La difficulté de la journée consiste à trouver un transport pour retourner à Wolf Creek Pass où nous avions quitté le CDT deux jours plus tôt.
Nous décidons de faire du stop comme à l'aller. Si ça a fonctionné à l'aller cela doit fonctionner au retour. Nous nous sommes donc positionné sur le bord de la route et nous tendons le pouce en souriant.
Quelques minutes plus tard, une jeune femme d'une trentaine d'années se gare et nous fait signe. Je lui explique notre destination. Elle regarde l'heure sur son téléphone et me répond "Oui je peux le faire". La réponse est ambigue. Je ne comprends pas si elle a le temps de nous prendre pour nous lâcher sur son trajet ou si elle va faire spécialement l'aller retour pour nous déposer. Égoïstement et trop content d'avoir réglé mon problème de transport, je ne cherche pas à creuser. Je m'installe devant alors que Mathieu s'installe derrière avec les sacs. Je tente de faire une blague en lui expliquant que dans ce sens nous sentons bon alors que dans l'autre c'était juste une horreur. Elle me répond que dans ce cas c'est nous qui allons souffrir. Je reste un peu interloqué devant la réponse... "Je vis dans une tente" m'explique-t-elle devant ma tête ahurie. Cette explication ajoute du mystère au lieu de tout éclaircir et je suis toujours aussi éberlué qu'à la première réponse. Elle me regarde et après une hésitation, elle m'explique. "C'est un peu compliqué.' me dit elle. En fait, elle a déménagé de Seattle avec son petit ami avec qui elle habitait depuis 6 mois. Ils ont décidé de changer de vie et ils ont acheté un bout de terrain à Pagosa Springs pour construire une maison et vivre une nouvelle vie accès sur les activités sportives offertes par le Colorado. À ce titre, ils sont allés faire du rafting il y a 2 semaines et son petit ami est mort.
Je voulais savoir et maintenant je sais. Sauf que je ne sais pas quoi dire à l'annonce de son drame. Et il n'y a effectivement rien à dire devant une histoire aussi terrible. Elle l'a racontée comme une information "normale". Sa voix n'a pas tremblé. Elle ne demande pas à ce que je m'apitoye sur son sort.
Je suis toujours sans voix et c'est elle qui relance la conversation en me demandant ce que nous faisons là et d'où nous venons. Évidemment je me jette sur cette porte de sortie pour évacuer mon trouble.

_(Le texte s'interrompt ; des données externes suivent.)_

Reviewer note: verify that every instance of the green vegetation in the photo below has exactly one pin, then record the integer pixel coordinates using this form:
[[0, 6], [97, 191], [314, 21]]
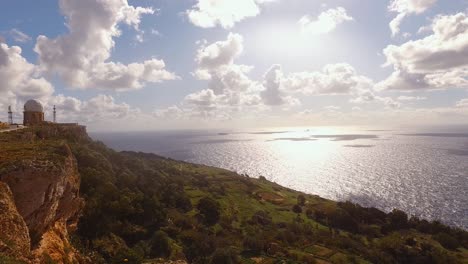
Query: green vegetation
[[142, 207]]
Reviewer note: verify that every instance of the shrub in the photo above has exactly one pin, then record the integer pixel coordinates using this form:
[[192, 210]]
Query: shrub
[[447, 241], [225, 256], [301, 200], [297, 209], [160, 246], [398, 219], [210, 211]]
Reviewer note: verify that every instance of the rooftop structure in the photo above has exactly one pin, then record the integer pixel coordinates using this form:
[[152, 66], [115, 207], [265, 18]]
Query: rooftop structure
[[33, 113]]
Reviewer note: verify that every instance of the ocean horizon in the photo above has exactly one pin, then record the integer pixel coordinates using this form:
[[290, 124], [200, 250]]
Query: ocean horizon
[[423, 172]]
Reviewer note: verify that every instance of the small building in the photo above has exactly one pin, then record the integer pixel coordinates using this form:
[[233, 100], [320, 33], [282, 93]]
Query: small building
[[33, 113]]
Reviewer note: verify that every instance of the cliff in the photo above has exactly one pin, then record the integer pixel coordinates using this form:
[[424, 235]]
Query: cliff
[[42, 177], [126, 207]]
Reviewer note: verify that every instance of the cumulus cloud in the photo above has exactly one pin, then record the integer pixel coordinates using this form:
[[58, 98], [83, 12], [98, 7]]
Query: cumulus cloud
[[19, 78], [462, 103], [225, 13], [326, 22], [81, 57], [99, 108], [438, 61], [411, 98], [273, 93], [216, 56], [405, 8], [19, 36], [334, 79]]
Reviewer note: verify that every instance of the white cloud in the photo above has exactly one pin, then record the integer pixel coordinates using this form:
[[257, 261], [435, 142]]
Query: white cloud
[[273, 93], [411, 98], [97, 109], [225, 13], [463, 103], [438, 61], [19, 36], [326, 22], [81, 57], [405, 8], [212, 57], [339, 78], [19, 78]]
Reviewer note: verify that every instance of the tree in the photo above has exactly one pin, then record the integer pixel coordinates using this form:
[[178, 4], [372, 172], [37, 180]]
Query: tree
[[297, 209], [209, 210], [160, 246], [301, 200]]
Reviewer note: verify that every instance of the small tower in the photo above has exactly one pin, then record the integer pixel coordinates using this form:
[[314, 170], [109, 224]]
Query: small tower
[[10, 116], [33, 113], [55, 115]]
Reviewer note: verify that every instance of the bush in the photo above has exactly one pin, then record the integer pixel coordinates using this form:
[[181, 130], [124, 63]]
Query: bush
[[225, 256], [210, 211], [297, 209], [301, 200], [447, 241], [398, 219], [160, 246]]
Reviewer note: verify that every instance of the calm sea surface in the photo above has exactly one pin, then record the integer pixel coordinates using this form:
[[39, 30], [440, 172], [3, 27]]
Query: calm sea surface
[[424, 173]]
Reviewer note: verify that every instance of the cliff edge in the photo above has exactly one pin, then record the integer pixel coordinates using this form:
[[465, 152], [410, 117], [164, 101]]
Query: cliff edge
[[39, 187]]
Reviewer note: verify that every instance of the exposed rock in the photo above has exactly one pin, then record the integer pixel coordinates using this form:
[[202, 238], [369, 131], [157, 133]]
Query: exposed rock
[[14, 235], [47, 202], [46, 192], [55, 246]]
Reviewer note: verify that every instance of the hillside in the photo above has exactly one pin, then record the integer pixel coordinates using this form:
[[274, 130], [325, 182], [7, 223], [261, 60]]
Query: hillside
[[67, 199]]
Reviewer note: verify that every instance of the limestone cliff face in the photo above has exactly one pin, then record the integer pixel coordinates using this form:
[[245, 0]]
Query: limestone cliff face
[[44, 193], [14, 234]]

Après quelques banalités d'usage qui me permettent d'être plus à l'aise, je reviens sur son drame qui me touche profondément.
Jasmin, c'est son nom, m'explique qu'elle ne retournera pas à Seattle et qu'elle va continuer seule à mener à terme le projet qu'ils avaient fait ensemble. Elle a trouvé un job mais ne se sent pas capable de faire plus qu'un mi-temps. Que les voisins l'ont aidé et ont construit un enclos pour le chien de son petit ami. Qu'elle économise pour avoir l'eau courante... Bref qu'elle se bat pour continuer ce rêve de couple alors que tout s'est écroulé autour d'elle.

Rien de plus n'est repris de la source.